Mutual stimulation with visual stimulus remotely via video was initiated with Venla focusing on the target memory and attaching a negative thought of herself to it. The stepwise processing of Venla's mind as bilateral stimulation (BLS) progresses and lasts approximately 20-30 seconds at a time is described below. To reduce the length of the text, each step of the bilateral stimulation is not marked, but after the feedback given by Venla, they always repeat at relatively the same duration:
V1: The tears keep falling.
V2: It’s tough, I can't say… I find that I've loaded a lot of emotion into it. I myself wasn’t aware of this.
V3: I couldn't have known that the police would take it that way… I've been listening to him for a very long time.
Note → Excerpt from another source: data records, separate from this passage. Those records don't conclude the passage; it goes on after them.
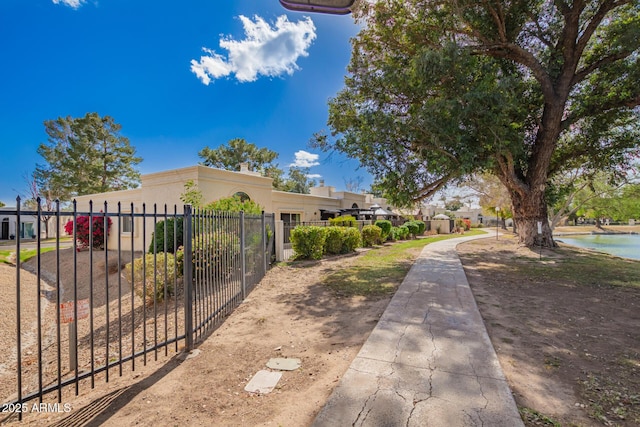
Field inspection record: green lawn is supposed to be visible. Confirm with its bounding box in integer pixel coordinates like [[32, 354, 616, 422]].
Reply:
[[324, 230, 485, 296]]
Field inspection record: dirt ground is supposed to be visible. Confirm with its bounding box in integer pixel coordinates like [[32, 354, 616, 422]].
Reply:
[[457, 236, 640, 426], [0, 251, 390, 426], [0, 231, 640, 426]]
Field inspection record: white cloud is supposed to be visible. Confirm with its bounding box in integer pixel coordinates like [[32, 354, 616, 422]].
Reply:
[[52, 0, 85, 9], [191, 15, 316, 85], [289, 150, 320, 168]]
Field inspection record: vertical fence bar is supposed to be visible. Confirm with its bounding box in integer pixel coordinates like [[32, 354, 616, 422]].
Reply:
[[152, 203, 158, 361], [85, 200, 96, 388], [15, 196, 22, 421], [72, 201, 80, 396], [183, 205, 193, 351], [104, 201, 111, 382], [117, 202, 124, 376], [162, 203, 169, 357], [258, 211, 267, 278], [173, 205, 178, 353], [240, 211, 247, 301], [56, 200, 66, 402], [142, 203, 148, 366], [130, 202, 136, 371], [36, 197, 42, 403]]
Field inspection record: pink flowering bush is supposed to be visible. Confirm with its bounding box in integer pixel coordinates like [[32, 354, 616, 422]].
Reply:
[[64, 214, 112, 250]]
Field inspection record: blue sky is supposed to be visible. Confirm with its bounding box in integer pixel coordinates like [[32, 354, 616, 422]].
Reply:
[[0, 0, 371, 206]]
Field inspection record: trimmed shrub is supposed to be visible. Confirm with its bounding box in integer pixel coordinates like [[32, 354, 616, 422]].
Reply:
[[362, 225, 382, 246], [329, 215, 358, 227], [403, 221, 420, 236], [290, 225, 327, 259], [64, 213, 112, 250], [342, 227, 362, 254], [124, 252, 182, 304], [148, 218, 184, 254], [374, 219, 391, 242], [324, 226, 345, 254], [324, 226, 361, 255], [398, 224, 411, 240]]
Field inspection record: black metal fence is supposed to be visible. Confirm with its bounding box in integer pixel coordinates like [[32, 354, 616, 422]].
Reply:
[[0, 199, 275, 421]]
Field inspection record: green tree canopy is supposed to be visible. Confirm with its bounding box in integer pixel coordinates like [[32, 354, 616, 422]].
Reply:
[[34, 113, 142, 201], [198, 138, 282, 175], [274, 166, 315, 194], [315, 0, 640, 246]]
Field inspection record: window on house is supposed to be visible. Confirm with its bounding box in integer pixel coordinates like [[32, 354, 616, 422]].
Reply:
[[120, 213, 133, 234], [234, 191, 251, 202], [280, 213, 300, 223]]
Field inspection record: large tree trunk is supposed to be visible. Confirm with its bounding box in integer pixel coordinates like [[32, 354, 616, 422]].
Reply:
[[510, 187, 556, 247]]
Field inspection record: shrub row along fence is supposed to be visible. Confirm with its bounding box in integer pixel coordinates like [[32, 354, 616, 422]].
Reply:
[[0, 199, 275, 421]]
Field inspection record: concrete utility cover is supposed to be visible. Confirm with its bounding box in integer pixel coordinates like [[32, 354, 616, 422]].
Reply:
[[267, 357, 301, 371], [244, 370, 282, 394]]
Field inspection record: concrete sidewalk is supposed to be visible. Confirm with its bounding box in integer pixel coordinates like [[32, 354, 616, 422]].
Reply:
[[313, 236, 524, 427]]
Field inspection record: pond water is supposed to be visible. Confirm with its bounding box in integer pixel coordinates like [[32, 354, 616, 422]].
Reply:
[[556, 234, 640, 259]]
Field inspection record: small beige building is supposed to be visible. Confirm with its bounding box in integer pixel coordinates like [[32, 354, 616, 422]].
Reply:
[[76, 165, 393, 248]]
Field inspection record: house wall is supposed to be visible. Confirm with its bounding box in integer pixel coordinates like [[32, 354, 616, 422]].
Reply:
[[0, 210, 44, 240], [76, 165, 396, 250]]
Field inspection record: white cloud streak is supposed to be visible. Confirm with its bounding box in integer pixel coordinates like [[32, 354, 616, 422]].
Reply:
[[289, 150, 320, 168], [52, 0, 85, 9], [191, 15, 316, 85]]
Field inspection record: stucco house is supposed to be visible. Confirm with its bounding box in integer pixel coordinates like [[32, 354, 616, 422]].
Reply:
[[76, 164, 394, 251], [0, 206, 38, 240]]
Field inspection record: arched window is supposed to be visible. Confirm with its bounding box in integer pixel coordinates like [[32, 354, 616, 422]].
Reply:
[[233, 191, 251, 202]]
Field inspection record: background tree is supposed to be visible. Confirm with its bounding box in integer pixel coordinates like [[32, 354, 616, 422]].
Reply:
[[274, 167, 315, 194], [180, 179, 203, 208], [464, 173, 517, 231], [23, 175, 58, 239], [444, 197, 464, 212], [34, 113, 142, 201], [198, 138, 278, 176], [315, 0, 640, 246], [343, 176, 364, 193]]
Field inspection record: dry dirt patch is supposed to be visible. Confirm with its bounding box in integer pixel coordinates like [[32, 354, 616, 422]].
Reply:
[[458, 236, 640, 426], [2, 252, 390, 426]]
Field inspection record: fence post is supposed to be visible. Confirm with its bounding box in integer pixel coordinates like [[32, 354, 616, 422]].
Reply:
[[260, 211, 268, 275], [240, 211, 247, 301], [182, 205, 193, 351]]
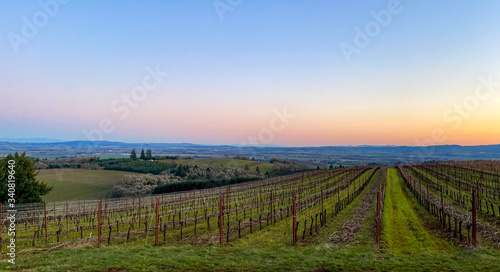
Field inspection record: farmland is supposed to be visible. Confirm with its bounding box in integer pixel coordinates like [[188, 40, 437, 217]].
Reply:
[[38, 168, 127, 202], [0, 161, 500, 271]]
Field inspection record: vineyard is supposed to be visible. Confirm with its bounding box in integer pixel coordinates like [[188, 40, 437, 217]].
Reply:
[[397, 161, 500, 246], [2, 167, 379, 252], [0, 161, 500, 272]]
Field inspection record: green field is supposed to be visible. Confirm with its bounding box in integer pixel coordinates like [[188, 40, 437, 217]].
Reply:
[[382, 169, 453, 254], [0, 167, 500, 271], [38, 168, 130, 202], [161, 158, 273, 174]]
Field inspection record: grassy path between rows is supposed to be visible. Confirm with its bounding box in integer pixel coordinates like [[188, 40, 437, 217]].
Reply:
[[382, 168, 454, 253]]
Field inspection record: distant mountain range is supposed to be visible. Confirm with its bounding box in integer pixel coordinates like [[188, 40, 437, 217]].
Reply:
[[0, 138, 500, 166]]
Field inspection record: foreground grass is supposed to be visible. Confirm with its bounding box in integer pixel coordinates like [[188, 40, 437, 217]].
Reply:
[[0, 244, 500, 271]]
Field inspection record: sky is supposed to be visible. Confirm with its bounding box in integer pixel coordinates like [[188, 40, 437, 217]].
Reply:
[[0, 0, 500, 146]]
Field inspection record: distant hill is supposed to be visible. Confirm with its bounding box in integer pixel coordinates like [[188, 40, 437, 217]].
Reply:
[[0, 139, 500, 167]]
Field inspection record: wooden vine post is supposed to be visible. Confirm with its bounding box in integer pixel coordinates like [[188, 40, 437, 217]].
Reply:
[[155, 197, 160, 246], [97, 200, 102, 247], [0, 202, 3, 254], [472, 190, 477, 247], [43, 201, 49, 244], [292, 191, 294, 246], [219, 196, 222, 245], [377, 191, 382, 247]]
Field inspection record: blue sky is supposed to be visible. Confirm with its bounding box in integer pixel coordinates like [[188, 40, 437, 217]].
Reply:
[[0, 0, 500, 145]]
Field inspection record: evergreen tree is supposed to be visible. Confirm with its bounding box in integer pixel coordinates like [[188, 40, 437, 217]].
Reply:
[[130, 148, 137, 160], [0, 152, 52, 203], [146, 149, 153, 160]]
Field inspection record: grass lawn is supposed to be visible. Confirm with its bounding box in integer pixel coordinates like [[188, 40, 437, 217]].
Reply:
[[160, 158, 273, 174], [382, 168, 454, 253], [38, 168, 131, 202], [0, 243, 500, 271]]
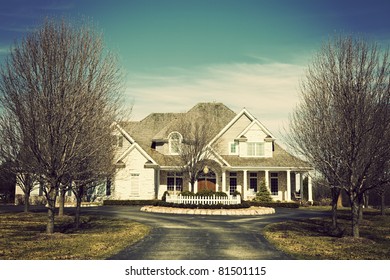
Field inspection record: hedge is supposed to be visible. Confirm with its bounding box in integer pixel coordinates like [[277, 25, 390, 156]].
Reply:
[[103, 199, 299, 209], [248, 201, 299, 208], [103, 199, 160, 206], [153, 201, 251, 209]]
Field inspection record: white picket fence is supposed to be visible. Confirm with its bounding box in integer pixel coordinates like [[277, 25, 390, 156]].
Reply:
[[166, 194, 241, 205]]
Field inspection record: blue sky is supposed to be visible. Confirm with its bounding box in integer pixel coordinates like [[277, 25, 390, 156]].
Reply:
[[0, 0, 390, 139]]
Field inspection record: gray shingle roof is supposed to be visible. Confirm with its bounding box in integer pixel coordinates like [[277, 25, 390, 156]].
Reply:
[[120, 102, 310, 168], [222, 143, 310, 169]]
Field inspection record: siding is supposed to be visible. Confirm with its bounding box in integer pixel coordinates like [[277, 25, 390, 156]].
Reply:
[[217, 114, 251, 155], [109, 149, 155, 200]]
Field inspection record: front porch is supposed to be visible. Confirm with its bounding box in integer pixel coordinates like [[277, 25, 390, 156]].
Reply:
[[159, 168, 313, 202]]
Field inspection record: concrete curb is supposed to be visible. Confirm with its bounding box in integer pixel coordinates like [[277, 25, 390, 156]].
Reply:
[[141, 206, 275, 216]]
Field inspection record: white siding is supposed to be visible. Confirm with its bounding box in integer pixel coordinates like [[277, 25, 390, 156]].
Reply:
[[217, 114, 251, 155], [110, 149, 155, 200]]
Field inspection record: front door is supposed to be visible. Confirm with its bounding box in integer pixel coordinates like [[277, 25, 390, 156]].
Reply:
[[198, 170, 217, 192]]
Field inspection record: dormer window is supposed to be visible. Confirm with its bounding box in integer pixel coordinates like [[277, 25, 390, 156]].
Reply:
[[168, 132, 183, 155], [229, 142, 238, 155], [247, 142, 265, 157]]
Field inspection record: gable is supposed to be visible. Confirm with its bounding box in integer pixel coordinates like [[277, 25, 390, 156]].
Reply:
[[238, 122, 268, 142], [213, 114, 251, 155]]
More than what a journalist would need to.
V4: All I remember is that he has said many times that it has been very helpful that I have listened. Now I think it’s being present, even though there’s nothing you can do about it.
V5: I feel calmer. I can't really say. I can't treat people otherwise.
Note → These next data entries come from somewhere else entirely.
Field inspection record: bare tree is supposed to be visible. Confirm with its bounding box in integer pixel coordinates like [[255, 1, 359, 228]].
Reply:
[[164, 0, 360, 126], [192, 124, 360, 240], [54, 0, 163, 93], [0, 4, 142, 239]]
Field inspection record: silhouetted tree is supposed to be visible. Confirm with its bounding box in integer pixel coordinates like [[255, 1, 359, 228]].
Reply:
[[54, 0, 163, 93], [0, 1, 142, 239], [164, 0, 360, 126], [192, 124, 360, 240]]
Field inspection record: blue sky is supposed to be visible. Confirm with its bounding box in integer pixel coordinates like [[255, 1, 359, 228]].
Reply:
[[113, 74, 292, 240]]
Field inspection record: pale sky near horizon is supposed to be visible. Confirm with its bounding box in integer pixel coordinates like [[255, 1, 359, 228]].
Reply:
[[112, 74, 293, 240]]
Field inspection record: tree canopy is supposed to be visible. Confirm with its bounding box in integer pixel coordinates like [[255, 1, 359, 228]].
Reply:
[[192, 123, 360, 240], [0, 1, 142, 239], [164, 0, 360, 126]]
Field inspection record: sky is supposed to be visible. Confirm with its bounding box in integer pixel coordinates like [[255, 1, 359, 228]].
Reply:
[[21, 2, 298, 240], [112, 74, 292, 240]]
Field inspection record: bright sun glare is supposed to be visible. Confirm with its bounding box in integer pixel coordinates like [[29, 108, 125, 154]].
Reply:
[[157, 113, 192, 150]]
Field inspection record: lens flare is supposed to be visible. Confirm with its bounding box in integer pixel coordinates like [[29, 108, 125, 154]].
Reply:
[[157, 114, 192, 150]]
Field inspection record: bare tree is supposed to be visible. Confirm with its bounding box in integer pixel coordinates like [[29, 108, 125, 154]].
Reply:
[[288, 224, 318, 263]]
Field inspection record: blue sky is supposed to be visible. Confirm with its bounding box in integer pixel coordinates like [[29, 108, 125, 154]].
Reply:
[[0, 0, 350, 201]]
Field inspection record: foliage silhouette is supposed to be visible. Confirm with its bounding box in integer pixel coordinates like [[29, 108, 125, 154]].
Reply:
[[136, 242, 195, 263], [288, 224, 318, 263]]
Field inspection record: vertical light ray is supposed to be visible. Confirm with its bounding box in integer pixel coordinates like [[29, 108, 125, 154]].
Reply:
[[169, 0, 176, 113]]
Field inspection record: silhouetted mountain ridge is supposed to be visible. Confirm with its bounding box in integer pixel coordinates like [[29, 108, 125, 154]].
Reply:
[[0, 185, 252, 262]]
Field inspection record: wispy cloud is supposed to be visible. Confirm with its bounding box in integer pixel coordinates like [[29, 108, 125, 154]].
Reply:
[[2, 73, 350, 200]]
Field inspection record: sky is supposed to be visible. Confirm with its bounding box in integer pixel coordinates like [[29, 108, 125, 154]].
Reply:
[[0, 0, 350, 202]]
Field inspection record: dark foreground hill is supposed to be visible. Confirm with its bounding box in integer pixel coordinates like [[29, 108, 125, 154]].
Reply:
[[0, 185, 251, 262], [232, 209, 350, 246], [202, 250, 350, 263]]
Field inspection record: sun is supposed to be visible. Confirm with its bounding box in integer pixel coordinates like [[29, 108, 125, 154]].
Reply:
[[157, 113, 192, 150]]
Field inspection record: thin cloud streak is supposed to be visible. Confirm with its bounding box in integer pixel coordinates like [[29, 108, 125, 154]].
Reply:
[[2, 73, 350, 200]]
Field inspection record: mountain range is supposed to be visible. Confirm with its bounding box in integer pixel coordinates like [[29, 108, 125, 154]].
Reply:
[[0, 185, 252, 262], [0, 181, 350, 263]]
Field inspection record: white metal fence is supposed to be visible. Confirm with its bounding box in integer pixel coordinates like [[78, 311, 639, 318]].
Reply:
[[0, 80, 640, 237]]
V6: In a way, I do more than I should, so I don't just write a story. I am not responsible for how the police handle things. I'm just doing my own job.
V7: Less anxious.
V8: Really much less anxious.
(me) Going back to the target, what do you notice now?
V9: There no longer this terrible feeling.
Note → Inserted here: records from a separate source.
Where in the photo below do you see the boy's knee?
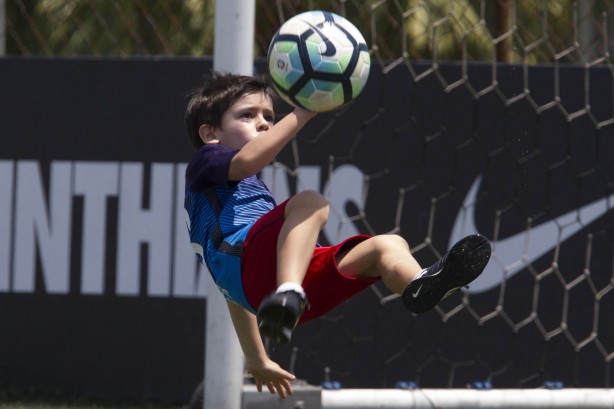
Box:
[288,190,329,222]
[374,234,409,251]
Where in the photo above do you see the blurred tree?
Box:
[6,0,614,63]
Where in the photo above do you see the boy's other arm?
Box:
[226,300,295,399]
[228,108,316,180]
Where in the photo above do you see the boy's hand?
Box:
[247,359,295,399]
[294,107,318,121]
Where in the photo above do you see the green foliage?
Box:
[6,0,612,63]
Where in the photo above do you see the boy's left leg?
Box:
[258,191,328,344]
[337,234,491,313]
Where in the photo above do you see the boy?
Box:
[185,72,491,398]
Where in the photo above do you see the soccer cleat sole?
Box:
[402,234,492,313]
[258,298,298,344]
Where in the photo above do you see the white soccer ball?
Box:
[268,11,371,112]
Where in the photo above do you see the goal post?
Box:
[203,0,256,409]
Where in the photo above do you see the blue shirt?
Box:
[184,144,275,313]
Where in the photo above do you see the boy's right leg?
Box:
[258,191,328,343]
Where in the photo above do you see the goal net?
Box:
[257,0,614,396]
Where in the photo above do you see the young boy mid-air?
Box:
[185,72,491,398]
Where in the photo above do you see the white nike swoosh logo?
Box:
[448,176,614,293]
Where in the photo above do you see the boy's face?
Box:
[201,94,275,150]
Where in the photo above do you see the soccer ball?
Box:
[267,11,371,112]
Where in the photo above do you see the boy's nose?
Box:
[258,117,269,132]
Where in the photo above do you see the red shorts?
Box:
[241,201,379,323]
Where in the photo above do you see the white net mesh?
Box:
[263,1,614,388]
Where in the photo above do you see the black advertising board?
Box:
[0,58,614,401]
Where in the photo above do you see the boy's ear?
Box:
[198,124,220,144]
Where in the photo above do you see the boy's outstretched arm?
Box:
[226,300,295,399]
[228,108,316,180]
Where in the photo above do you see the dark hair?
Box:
[184,71,276,149]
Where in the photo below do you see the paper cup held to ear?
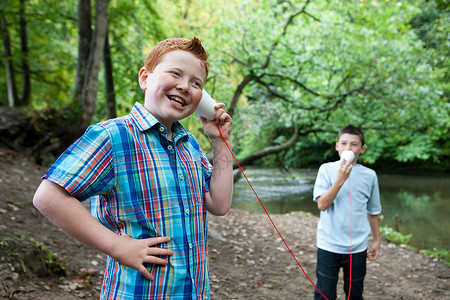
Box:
[195,90,217,121]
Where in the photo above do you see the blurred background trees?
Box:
[0,0,450,171]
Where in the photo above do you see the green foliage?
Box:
[380,226,412,245]
[0,0,450,170]
[420,248,450,266]
[380,226,450,266]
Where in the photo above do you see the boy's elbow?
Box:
[33,179,59,213]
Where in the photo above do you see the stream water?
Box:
[232,168,450,250]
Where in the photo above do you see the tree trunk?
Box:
[239,122,300,166]
[19,0,31,106]
[103,31,117,119]
[74,0,92,103]
[0,11,18,107]
[81,0,108,127]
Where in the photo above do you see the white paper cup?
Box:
[341,150,355,162]
[195,90,217,121]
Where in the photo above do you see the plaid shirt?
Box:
[44,103,212,299]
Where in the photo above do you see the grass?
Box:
[380,226,450,266]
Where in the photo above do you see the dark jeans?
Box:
[314,249,367,300]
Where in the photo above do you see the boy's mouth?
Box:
[167,96,186,107]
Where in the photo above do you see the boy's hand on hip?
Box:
[367,243,380,261]
[110,232,173,280]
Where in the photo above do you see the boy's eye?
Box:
[192,80,201,87]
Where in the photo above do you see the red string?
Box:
[217,124,328,300]
[347,177,353,300]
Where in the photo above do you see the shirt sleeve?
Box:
[43,125,114,201]
[313,165,331,202]
[200,148,213,193]
[367,172,381,215]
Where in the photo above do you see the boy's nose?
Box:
[177,80,189,91]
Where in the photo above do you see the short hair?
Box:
[338,125,366,146]
[144,36,209,77]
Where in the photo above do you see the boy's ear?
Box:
[139,68,147,91]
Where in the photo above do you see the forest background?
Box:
[0,0,450,172]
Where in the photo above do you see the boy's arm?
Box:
[317,160,352,211]
[367,214,381,260]
[200,103,233,215]
[33,179,172,280]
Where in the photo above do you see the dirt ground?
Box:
[0,151,450,299]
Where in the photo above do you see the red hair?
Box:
[144,36,209,77]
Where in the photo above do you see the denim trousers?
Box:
[314,248,367,300]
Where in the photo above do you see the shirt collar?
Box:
[130,102,188,139]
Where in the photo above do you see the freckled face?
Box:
[139,50,206,128]
[336,133,366,165]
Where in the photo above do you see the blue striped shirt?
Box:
[44,103,212,299]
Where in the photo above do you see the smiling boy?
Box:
[314,125,381,300]
[33,37,233,299]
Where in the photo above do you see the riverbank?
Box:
[0,151,450,300]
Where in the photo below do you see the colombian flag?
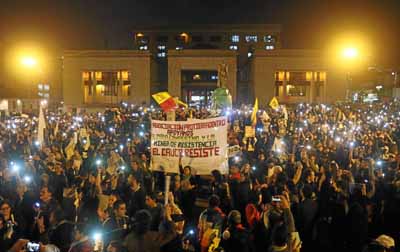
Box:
[251,98,258,127]
[152,92,176,112]
[269,96,279,110]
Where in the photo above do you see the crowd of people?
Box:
[0,100,400,252]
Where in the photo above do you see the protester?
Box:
[0,100,400,252]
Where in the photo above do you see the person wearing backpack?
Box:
[198,195,225,252]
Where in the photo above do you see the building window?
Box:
[157,45,166,51]
[157,52,167,58]
[82,72,93,95]
[157,36,168,43]
[245,35,258,43]
[192,36,203,42]
[117,71,131,85]
[286,85,307,96]
[264,35,276,44]
[136,33,149,44]
[210,35,222,42]
[103,72,118,96]
[275,71,285,81]
[95,72,103,83]
[175,32,189,43]
[231,35,240,43]
[229,45,239,51]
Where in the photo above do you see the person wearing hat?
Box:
[198,195,225,251]
[123,205,177,252]
[222,210,250,252]
[363,235,395,252]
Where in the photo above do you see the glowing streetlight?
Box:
[21,56,38,68]
[342,47,358,59]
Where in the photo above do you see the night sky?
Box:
[0,0,400,66]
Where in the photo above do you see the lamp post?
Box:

(me) How disturbing is the target memory now on a scale of 0-10?
V10: Three. Will I ever get over the fact that I feel responsible for someone else’s doings?
(me, cognitive intervention): Are you responsible for police action?
A12: I don't really know. Maybe I’m actually responsible as I can use my stuff to influence how they work.
(me, cognitive intervention): Have you ever written a story that would have an impact on how the police would work?
A14: I think I haven't really written one. I can't be blamed.
A15: I feel even less anxious.
(me) When you get back to your target, how disturbing does that event feel now?
(me) Let’s check for positive cognition. Is that “I did my best” good here?
A17: Yeah, I did my best and the distress of that plaintiff is not my responsibility.
(me): Great, let's root it in that event. How real it feels now on a scale of 1-7 (not at all — completely).
Eventually, with repetitions the positive cognition rose to a six and the person felt relieved and well. She herself was surprised by how emotionally charged the experience had really been.
As in this case, the use of the EMDR method is ideal for professional guidance situations. This way the method can be used to process memory traces related to the client's work, work community and own work role by neutralizing the negative and disturbing feelings associated with them, as well as negative thoughts and beliefs about oneself. So far, I have used the EMDR method successfully to process negative experiences caused by, among other things, difficult customer situations, challenging interaction situations, redundancy situations, performance stress and collective bargaining. The BLS4 Online Help application I developed, which provides work guidance to a group via video, has been used to unravel difficult customer experiences. Professional guidance promotes the identification of professional abilities, promotes development at work, and identifies and solves work challenges and increases self-awareness. The goal of professional guidance is always professional growth, as in this case study.